One might wonder if this one is jumping the gun, but then again, one might wonder if this is meant to stoke the fires for Expelled and all of the attendent caterwauling that ID is treated like the other pseudosciences (apart from its essential religious component, that is).

Sure, Expelled and ID are aimed at the yahoos, and not at gaining a (relatively) legitimate foothold in academia as Phillip Johnson once hoped to do. Trouble is, it remains a sorry truth that if you get enough yahoos het up about the expulsion of religious pseudoscience from legitimate scientific and educational pursuits, you might be harnessing the considerable power of ignorance for your cause.

The good thing legally about Expelled, however, is that it drunkenly swerves over the artificial distinctions between ID and religion (unless it has been significantly edited since the trailers were made).
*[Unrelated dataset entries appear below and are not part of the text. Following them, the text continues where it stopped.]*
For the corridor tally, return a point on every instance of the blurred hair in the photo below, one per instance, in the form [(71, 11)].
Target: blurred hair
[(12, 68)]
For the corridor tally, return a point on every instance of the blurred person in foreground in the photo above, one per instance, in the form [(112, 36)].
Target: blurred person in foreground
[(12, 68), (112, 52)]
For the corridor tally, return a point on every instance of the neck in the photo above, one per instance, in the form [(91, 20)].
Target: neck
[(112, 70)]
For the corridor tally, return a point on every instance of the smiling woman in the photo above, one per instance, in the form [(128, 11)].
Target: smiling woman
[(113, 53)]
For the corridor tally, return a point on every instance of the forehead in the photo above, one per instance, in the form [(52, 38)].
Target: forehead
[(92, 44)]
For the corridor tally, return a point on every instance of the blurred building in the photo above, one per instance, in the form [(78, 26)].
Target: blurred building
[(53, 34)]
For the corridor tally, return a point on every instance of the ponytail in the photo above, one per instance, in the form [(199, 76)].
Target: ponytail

Expelled is lamenting the fact that religious nonsense is "expelled" ('intellectually outcompeted' is the real term) in the normal course of science, the same way the irreligious nonsense is (though they won't admit the latter). You're going to get an awful lot of the language that was exposed in the Dover trial, as people take up the cause of Expelled, thus insisting that religious science should not be discriminated against in science.

Of course it's a total crock that they aren't pushing ID even with the "critical analysis" language, let alone by the fact that they've never considered Aristotelian notions of "forms" as one of the "alternative" theories. It's Judeo-Christian metaphysics all the way, something they can never avoid with ID, mainly because forcing Christian metaphysics to be considered as science has always been their goal.

Glen Davidson
 
"Yahoo" is one of those irregular words:

My constituents;
Your partisans;
Their yahoos;

... but the iron rule of politics is that, in order to win, your yahoos have to outnumber the other guy's. ;-)
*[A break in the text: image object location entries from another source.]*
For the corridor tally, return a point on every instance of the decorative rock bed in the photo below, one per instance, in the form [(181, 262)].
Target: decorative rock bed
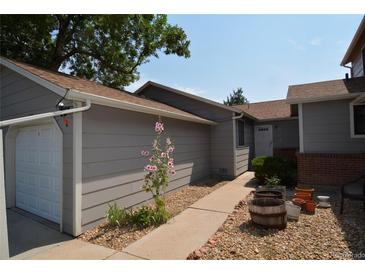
[(325, 235), (120, 237)]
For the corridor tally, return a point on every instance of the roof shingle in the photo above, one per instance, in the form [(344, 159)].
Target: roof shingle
[(269, 110), (326, 89), (93, 88)]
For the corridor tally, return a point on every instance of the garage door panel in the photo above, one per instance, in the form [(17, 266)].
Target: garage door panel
[(38, 171)]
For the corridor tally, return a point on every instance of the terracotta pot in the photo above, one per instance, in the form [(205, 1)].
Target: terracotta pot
[(299, 202), (303, 195), (310, 207), (305, 189)]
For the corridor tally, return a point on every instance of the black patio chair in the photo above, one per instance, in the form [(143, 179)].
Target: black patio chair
[(354, 190)]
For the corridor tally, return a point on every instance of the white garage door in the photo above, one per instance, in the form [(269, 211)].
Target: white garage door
[(39, 171)]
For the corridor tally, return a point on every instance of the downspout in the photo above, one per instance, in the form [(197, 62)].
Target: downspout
[(349, 67), (234, 118)]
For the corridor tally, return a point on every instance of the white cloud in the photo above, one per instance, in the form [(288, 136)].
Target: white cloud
[(296, 45), (315, 41)]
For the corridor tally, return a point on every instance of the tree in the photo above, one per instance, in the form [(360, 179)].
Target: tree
[(236, 98), (104, 48)]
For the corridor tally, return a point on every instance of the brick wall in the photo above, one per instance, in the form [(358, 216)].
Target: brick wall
[(329, 169), (289, 153)]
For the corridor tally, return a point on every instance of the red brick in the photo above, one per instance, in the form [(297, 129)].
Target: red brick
[(329, 169)]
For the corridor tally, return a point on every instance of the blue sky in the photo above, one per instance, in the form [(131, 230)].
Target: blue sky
[(261, 53)]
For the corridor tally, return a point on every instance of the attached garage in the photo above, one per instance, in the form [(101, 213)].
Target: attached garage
[(38, 169), (68, 173)]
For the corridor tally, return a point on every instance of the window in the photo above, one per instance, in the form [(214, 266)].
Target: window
[(357, 120), (363, 62), (240, 133)]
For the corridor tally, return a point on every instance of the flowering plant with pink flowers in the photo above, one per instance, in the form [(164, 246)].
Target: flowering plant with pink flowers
[(161, 165)]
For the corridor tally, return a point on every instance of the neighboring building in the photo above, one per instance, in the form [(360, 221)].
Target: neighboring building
[(332, 122)]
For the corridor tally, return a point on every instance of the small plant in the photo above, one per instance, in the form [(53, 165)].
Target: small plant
[(117, 216), (161, 165), (272, 181), (147, 216)]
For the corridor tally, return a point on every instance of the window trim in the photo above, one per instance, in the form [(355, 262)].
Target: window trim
[(238, 134), (352, 119)]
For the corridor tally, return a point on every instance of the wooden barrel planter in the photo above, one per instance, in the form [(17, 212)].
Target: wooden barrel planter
[(269, 194), (268, 212)]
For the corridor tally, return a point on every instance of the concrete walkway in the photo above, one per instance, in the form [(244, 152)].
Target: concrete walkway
[(174, 240), (194, 226)]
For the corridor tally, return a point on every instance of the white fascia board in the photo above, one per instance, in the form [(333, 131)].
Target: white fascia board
[(278, 119), (192, 96), (39, 80), (101, 100), (324, 98), (78, 95)]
You're going to get an awful lot of the language that was exposed in the Dover trial, as people take up the cause of Expelled ...

This has always been the dilemma for ID ... in order to win the yahoos into the "big tent," you have to signal them that ID wiil "do the job" of putting the government's stamp of approval on the yahoos' religious beliefs.

Inevitably, the yahoos will not or can not take the hint that this is, at least officially, supposed to be a secret.
 
Never underestimate the power of a small number ignorant people in large groups.
 
"...and that,children, is why the world is too complex to have been created without a Designer"

"But, Miss, what about the Flying Spaghetti Monster?"

"Don't be silly Johnny, the Flying Spaghetti Monster is just a silly joke, created by silly people!"

"Well you started it Miss"
 
Ah...the Orlando Sentinel where one is measured by his perspicacity, not his purse capacity.